Sarah se volvió para dirigir una sonrisa animosa a Danny, que estaba de pie en el banquillo de los acusados, con una expresión resignada en la cara. En cuanto el juez se hubo sentado, miró a la abogada defensora.

—He reflexionado mucho sobre su alegato, señorita Davenport. Sin embargo, debe comprender que mi responsabilidad consiste en asegurar que los presos sean muy conscientes de que, mientras se hallan en libertad condicional, aún están cumpliendo parte de su sentencia, y que si incumplen las condiciones fijadas en su orden de libertad vigilada, están infringiendo la ley.

»Por supuesto —continuó—, he tomado en consideración el comportamiento general de su cliente desde su puesta en libertad, incluidos sus esfuerzos por proseguir su formación académica. Eso es muy meritorio, pero no altera el hecho de que ha abusado de su posición de confianza. Por tanto, debe ser castigado como corresponde. —Danny inclinó la cabeza—. Moncrieff —dijo el juez—, hoy mismo firmaré una orden para que sea encerrado durante otros cuatro años si vuelve a infringir las condiciones de su libertad condicional en el futuro. Durante el período de libertad vigilada no debe viajar al extranjero bajo ninguna circunstancia, y seguirá presentándose a su agente de la condicional una vez al mes.

Se quitó las gafas.

—Moncrieff, ha sido muy afortunado en esta ocasión, y lo que ha inclinado la balanza en su favor ha sido que fuera acompañado, durante su imprudente excursión al extranjero, por un distinguido miembro de la abogacía escocesa; un hombre de reputación intachable a ambos lados de la frontera. —Sarah sonrió. El juez Callaghan había tenido que hacer un par de llamadas telefónicas para confirmar algo que Sarah ya sabía—. Puede abandonar el tribunal —fueron las palabras finales del juez Callaghan.

El juez se levantó, hizo una inclinación y salió de la sala.

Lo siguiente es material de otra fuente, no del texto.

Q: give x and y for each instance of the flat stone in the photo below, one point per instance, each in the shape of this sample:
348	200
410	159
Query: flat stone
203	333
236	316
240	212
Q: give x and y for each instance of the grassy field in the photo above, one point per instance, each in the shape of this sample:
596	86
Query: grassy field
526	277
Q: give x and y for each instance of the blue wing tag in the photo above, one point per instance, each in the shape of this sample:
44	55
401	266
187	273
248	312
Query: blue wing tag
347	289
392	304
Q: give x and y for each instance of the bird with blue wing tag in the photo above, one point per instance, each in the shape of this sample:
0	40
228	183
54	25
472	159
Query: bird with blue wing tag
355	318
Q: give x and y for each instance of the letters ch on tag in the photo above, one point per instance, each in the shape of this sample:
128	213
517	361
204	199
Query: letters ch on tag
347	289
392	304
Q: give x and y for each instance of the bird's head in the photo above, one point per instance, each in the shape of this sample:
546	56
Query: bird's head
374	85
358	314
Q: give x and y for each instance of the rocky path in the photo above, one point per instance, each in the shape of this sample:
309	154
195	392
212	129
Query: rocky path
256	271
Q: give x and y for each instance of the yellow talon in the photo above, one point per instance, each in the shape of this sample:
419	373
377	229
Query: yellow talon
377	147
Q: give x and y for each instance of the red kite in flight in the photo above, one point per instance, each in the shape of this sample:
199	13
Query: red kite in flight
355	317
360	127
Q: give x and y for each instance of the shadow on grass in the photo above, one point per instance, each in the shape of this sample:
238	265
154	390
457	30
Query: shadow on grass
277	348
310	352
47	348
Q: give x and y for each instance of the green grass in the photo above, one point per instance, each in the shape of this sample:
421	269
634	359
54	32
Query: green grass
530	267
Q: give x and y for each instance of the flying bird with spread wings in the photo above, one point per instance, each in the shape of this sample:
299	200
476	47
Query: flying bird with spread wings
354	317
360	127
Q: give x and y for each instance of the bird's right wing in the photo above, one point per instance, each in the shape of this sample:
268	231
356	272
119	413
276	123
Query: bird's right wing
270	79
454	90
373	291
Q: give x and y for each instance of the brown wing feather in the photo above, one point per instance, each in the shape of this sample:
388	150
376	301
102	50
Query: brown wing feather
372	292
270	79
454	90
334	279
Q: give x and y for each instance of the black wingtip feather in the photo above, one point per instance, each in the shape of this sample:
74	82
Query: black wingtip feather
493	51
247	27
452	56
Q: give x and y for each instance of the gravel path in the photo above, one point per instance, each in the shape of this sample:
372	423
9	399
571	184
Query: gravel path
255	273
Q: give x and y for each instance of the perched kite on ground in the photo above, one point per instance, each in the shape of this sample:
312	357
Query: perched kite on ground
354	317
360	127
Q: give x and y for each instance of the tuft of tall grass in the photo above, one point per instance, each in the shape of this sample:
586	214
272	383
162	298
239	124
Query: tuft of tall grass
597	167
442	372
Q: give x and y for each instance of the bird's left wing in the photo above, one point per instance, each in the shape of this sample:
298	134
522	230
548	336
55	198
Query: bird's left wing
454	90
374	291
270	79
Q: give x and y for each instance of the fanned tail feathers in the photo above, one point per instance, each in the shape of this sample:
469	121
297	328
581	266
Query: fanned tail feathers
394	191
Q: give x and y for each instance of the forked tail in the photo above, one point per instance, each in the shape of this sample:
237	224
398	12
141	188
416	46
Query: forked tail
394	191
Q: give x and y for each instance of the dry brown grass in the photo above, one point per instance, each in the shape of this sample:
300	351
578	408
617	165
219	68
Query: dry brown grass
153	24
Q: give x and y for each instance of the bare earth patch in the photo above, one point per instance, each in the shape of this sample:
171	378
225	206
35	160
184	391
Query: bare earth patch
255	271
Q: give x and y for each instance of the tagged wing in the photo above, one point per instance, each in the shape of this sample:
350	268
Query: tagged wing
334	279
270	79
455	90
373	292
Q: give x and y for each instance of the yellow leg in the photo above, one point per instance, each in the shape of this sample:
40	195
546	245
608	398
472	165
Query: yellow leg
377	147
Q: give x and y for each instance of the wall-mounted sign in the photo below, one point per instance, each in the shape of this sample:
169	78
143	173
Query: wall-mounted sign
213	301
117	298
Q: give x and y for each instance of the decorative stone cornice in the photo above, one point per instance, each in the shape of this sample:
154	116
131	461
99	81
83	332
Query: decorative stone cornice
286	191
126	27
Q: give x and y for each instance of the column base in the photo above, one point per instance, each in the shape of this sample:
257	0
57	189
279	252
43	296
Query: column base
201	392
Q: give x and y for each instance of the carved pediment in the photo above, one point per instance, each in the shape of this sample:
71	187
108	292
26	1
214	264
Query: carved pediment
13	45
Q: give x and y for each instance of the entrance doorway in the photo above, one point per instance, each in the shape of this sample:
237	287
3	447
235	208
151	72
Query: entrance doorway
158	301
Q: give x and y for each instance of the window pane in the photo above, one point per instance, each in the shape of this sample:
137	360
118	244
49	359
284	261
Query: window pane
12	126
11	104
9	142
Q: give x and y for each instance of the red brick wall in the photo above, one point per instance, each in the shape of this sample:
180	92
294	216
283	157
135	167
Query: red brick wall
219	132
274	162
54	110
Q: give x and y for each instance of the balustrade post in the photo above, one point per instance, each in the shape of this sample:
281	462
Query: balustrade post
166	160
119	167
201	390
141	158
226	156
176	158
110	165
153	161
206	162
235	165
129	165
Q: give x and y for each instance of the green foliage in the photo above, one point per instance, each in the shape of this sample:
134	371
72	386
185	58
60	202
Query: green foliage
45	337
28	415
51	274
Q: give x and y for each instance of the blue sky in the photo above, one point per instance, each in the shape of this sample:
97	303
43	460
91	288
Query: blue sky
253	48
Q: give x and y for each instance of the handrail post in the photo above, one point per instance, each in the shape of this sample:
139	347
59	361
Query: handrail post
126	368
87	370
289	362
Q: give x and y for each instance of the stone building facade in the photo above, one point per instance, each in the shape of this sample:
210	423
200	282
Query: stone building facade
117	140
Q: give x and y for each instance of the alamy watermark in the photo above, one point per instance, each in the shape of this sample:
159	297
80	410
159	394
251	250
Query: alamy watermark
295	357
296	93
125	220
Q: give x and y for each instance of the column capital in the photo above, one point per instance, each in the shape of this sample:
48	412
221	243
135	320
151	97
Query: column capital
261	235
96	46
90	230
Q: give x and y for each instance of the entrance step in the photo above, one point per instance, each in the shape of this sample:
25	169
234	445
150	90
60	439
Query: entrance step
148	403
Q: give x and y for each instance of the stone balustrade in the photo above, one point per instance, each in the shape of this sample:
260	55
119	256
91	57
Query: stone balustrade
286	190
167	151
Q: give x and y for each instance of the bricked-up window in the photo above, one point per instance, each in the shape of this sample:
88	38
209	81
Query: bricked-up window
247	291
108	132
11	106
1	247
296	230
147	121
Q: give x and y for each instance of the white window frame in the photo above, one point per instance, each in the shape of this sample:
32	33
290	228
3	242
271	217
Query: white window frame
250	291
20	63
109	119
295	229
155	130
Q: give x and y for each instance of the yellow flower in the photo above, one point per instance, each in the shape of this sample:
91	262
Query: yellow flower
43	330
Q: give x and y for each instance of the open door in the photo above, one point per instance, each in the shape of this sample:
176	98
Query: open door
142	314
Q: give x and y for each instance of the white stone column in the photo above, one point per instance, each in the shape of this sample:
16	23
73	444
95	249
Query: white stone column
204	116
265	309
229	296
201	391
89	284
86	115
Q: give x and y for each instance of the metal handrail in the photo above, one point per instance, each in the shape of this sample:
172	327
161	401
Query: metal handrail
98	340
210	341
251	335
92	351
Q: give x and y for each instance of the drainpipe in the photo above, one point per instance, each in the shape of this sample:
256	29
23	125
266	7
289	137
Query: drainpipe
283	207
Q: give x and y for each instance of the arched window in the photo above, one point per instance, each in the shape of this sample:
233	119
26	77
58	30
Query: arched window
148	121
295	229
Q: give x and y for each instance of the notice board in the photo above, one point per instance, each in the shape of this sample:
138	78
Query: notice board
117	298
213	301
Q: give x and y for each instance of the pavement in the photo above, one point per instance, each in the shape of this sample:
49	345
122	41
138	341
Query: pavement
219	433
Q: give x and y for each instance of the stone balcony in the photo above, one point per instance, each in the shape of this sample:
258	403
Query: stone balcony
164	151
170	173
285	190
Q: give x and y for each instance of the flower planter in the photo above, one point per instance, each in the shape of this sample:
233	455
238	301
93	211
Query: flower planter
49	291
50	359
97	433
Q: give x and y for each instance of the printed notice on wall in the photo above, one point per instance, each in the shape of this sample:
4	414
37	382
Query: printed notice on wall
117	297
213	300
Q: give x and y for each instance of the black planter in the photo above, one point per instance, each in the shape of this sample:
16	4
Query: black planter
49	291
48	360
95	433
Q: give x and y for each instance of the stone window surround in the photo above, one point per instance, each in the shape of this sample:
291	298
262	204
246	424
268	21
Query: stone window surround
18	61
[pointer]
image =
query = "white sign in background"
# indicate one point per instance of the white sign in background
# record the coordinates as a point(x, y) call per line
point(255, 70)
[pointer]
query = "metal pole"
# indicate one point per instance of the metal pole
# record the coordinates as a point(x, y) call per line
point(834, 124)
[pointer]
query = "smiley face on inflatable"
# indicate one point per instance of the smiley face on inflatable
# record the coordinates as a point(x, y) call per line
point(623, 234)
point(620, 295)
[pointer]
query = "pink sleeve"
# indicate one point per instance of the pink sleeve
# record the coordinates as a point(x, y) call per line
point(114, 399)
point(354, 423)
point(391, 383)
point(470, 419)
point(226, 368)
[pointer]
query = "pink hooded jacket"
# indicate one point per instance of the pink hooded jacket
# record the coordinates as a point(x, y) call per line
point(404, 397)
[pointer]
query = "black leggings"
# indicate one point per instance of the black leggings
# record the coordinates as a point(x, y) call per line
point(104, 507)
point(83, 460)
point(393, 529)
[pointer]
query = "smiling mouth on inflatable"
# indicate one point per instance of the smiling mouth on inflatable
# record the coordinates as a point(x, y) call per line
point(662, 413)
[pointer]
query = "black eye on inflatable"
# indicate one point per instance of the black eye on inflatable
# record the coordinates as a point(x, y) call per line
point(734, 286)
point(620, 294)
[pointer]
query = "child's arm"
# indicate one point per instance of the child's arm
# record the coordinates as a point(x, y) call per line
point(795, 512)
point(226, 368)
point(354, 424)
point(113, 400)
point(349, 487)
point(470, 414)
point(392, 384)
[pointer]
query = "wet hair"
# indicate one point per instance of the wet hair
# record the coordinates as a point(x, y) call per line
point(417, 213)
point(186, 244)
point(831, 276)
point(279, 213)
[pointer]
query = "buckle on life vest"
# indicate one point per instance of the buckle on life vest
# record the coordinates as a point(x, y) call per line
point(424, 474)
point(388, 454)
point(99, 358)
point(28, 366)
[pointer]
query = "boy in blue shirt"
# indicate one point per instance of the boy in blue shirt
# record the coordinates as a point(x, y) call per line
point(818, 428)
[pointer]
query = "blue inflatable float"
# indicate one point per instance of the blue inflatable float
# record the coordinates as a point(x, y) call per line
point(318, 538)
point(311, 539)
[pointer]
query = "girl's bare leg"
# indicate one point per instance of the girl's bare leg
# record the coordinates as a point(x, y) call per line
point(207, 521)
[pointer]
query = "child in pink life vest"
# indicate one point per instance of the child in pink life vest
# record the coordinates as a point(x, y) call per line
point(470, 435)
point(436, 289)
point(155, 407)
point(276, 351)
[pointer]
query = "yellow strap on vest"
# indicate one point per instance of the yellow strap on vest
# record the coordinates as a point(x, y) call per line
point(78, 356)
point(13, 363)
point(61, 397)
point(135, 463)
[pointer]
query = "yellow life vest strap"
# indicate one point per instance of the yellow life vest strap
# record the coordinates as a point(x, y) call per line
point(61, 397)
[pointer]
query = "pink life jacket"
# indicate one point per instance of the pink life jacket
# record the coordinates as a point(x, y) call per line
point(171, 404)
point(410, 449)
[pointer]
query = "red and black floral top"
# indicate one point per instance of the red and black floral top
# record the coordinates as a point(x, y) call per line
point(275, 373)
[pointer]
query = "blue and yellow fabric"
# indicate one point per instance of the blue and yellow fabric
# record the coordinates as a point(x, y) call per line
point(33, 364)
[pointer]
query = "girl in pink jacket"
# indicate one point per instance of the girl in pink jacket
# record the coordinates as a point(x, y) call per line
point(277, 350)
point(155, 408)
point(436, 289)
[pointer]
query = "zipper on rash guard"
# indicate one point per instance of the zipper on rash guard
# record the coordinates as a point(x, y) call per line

Danny se quedó en el banquillo de los acusados, pese a que los dos policías que le habían estado custodiando ya habían desaparecido escaleras abajo. Sarah se acercó cuando el ujier abrió la puerta para dejarle salir del banquillo.

—¿Podemos comer juntos? —preguntó Danny.

—No —dijo Sarah, al tiempo que apagaba el móvil—. El señor Munro acaba de llamar para decir que debes tomar el siguiente vuelo a Edimburgo, y que le llames camino del aeropuerto.